Synthetic Fiber Gaskets: Material Structure and Uses

21 September 2017

Synthetic fiber gaskets are imbued with specially tailored properties. A long list of man-made materials fills this category. They resist corrosive fluid attacks from specific acid strains, food types, or chemical compounds. Mechanically sound, the material structure of a calendered synthetic fiber is designed to withstand flange compression extremes and to handle large temperature fluctuations. With that being said, maybe we should take a closer look at this manufactured material.

What Are Synthetic Fibers?

Picture synthetic fibers as man-made materials, as the plastic and glass-based filaments that are built with a toughened molecular backbone. Fluoropolymer bonds and strong thermoplastic linkages create gasket sheets that deliver superior physical properties and custom-manufactured fluid handling traits. PTFE is a popular source for these synthetic strands, but there are many proprietary products, brand names that contain unique material characteristics. Cut by die cutting equipment, these synthetic filaments can be tailored to fit any conceivable sealing application.

Examining the Manufacturing Process

Special blends of rubber and aramid act as a structural framework for the exotic strands. They bind together to form long sheets, at which point they’re die stamped into synthetic fiber gaskets. Again, this process varies from one manufacturer to the next, but a binding agent is regarded a critical part of the manufacturing phase, for it bonds those toughened filaments in place. The sheets are loaded with a blend of graphite, glass, PTFE, and other synthetic filaments. The exact mix ratio is managed by the manufacturer so that the artificial material specifically accommodates a preordained fluid medium.

Synthetic Fiber Gaskets: Assorted Applications

If a data sheet filled with operational conditions impedes the adoption of a natural gasketing material, then synthetic fiber gaskets are on hand to take up the slack. Calendered and bonded to rubber or cork, these manufactured material seals serve the aerospace and automobile industry as fuel and lubricant-resistant seals. They exhibit excellent dimensional stability, even when the flange fastening pressure bears down with great compressive strength.

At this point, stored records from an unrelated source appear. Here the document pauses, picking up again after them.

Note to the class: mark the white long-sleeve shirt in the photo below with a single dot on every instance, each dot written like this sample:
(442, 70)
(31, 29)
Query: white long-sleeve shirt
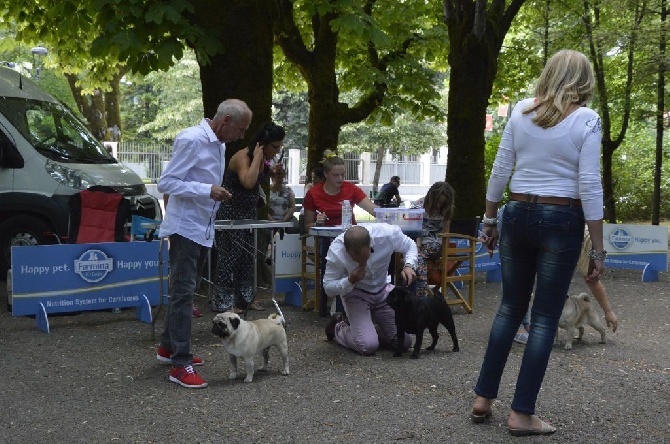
(562, 161)
(385, 240)
(198, 162)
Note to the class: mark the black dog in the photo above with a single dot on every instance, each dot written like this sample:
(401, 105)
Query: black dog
(414, 314)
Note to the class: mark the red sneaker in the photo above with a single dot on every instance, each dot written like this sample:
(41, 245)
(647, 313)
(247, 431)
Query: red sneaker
(187, 377)
(165, 356)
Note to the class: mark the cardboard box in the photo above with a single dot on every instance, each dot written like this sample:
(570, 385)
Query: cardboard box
(408, 219)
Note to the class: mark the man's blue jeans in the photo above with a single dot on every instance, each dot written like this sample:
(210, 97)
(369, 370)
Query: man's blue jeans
(186, 262)
(537, 241)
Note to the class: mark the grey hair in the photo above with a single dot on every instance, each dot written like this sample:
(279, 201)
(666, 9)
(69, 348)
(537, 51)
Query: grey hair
(355, 238)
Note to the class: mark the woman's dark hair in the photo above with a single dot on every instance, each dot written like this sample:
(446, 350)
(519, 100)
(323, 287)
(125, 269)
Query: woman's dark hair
(266, 133)
(432, 200)
(318, 174)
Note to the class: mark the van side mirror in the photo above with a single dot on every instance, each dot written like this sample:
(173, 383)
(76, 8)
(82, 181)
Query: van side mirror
(9, 155)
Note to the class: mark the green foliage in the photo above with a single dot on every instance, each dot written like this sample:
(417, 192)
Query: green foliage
(291, 111)
(633, 171)
(156, 107)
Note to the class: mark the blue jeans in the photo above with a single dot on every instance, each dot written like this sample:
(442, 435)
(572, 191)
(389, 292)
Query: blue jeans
(538, 242)
(186, 262)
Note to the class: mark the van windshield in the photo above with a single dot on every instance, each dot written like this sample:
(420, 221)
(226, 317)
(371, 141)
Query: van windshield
(54, 131)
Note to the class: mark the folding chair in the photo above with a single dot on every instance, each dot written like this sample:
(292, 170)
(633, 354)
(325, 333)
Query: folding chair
(458, 248)
(98, 214)
(309, 269)
(143, 228)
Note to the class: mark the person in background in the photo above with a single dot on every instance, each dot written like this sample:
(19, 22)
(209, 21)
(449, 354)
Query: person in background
(389, 195)
(281, 209)
(323, 205)
(282, 198)
(439, 209)
(192, 180)
(552, 145)
(234, 277)
(356, 269)
(316, 177)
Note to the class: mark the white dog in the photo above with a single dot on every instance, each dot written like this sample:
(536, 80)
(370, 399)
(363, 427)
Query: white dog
(578, 312)
(250, 338)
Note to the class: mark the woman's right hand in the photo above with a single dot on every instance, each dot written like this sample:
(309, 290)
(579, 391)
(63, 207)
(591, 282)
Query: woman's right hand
(258, 151)
(490, 238)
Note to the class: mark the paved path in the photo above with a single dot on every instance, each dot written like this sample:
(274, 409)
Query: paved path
(94, 379)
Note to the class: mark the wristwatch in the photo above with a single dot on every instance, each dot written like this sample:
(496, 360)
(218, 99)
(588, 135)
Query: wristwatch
(491, 221)
(597, 256)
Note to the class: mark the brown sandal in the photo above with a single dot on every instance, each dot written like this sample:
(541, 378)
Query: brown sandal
(256, 306)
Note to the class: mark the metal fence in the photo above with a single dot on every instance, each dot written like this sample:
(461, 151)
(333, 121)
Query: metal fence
(146, 159)
(149, 159)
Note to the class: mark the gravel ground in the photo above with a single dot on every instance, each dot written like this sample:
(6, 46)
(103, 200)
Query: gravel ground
(95, 379)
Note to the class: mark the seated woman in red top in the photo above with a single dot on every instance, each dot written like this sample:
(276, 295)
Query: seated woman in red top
(323, 204)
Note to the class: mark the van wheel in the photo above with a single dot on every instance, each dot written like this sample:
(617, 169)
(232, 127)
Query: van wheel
(19, 231)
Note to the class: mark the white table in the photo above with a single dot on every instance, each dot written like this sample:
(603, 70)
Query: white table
(254, 225)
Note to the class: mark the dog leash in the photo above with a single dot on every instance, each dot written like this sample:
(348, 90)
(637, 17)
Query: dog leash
(283, 322)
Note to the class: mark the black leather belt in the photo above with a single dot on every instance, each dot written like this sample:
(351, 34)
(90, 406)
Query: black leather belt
(550, 200)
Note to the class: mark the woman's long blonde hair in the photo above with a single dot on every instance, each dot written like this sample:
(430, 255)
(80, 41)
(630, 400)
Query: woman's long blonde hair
(566, 79)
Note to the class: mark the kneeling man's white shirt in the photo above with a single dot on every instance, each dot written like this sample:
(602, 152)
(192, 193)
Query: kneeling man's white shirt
(385, 240)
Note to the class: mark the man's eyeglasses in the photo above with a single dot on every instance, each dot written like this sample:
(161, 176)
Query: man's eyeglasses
(280, 154)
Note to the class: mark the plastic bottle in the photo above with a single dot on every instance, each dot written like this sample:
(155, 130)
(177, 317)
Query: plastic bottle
(346, 214)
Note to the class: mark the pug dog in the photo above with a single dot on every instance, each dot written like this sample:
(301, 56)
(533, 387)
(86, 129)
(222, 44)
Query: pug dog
(578, 312)
(250, 338)
(414, 314)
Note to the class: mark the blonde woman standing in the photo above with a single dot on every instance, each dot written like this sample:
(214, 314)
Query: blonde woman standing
(552, 144)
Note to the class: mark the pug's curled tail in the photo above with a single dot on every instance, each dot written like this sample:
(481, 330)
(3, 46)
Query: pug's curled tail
(276, 318)
(584, 297)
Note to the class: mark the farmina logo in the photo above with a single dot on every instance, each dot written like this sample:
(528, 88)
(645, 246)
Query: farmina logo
(620, 238)
(93, 265)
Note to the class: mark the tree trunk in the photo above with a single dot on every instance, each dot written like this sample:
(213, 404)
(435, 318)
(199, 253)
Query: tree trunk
(470, 82)
(113, 111)
(244, 69)
(324, 122)
(476, 32)
(660, 110)
(608, 184)
(91, 107)
(381, 151)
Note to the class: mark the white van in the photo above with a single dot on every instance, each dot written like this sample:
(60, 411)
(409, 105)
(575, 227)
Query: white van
(47, 155)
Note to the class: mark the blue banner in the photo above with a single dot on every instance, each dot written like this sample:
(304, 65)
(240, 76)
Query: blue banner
(79, 277)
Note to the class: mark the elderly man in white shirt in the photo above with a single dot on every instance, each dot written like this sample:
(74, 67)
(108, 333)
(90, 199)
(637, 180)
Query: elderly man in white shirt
(357, 269)
(193, 180)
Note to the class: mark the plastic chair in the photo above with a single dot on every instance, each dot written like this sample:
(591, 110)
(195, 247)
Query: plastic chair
(458, 262)
(143, 228)
(98, 214)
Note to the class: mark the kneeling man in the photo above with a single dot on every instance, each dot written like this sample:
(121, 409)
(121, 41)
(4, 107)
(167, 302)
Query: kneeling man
(356, 269)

A minor change in the formula, a substituted graphite base or man-made felt binding agent, is enough to alter a fluorocarbon stranded gasket group and its subgrouped product lineage so that the next iteration in the product inventory seals a solvent based fluid or a caustic chemical compound.

Every property assigned to a group of synthetic fiber gaskets is alterable. Controlled by the manufacturing process, the Teflon-strengthened bonds and their brand-determined siblings are endowed with a superior compressibility feature, plus a finitely adjustable filament base, one that can be intelligently adjusted to withstand any material type, pressure, or temperature variance. After the artificially manufactured strands are bonded to rubber or cork, the calendered sheets are readily cut up into ranks and rows of dimensionally stable gaskets.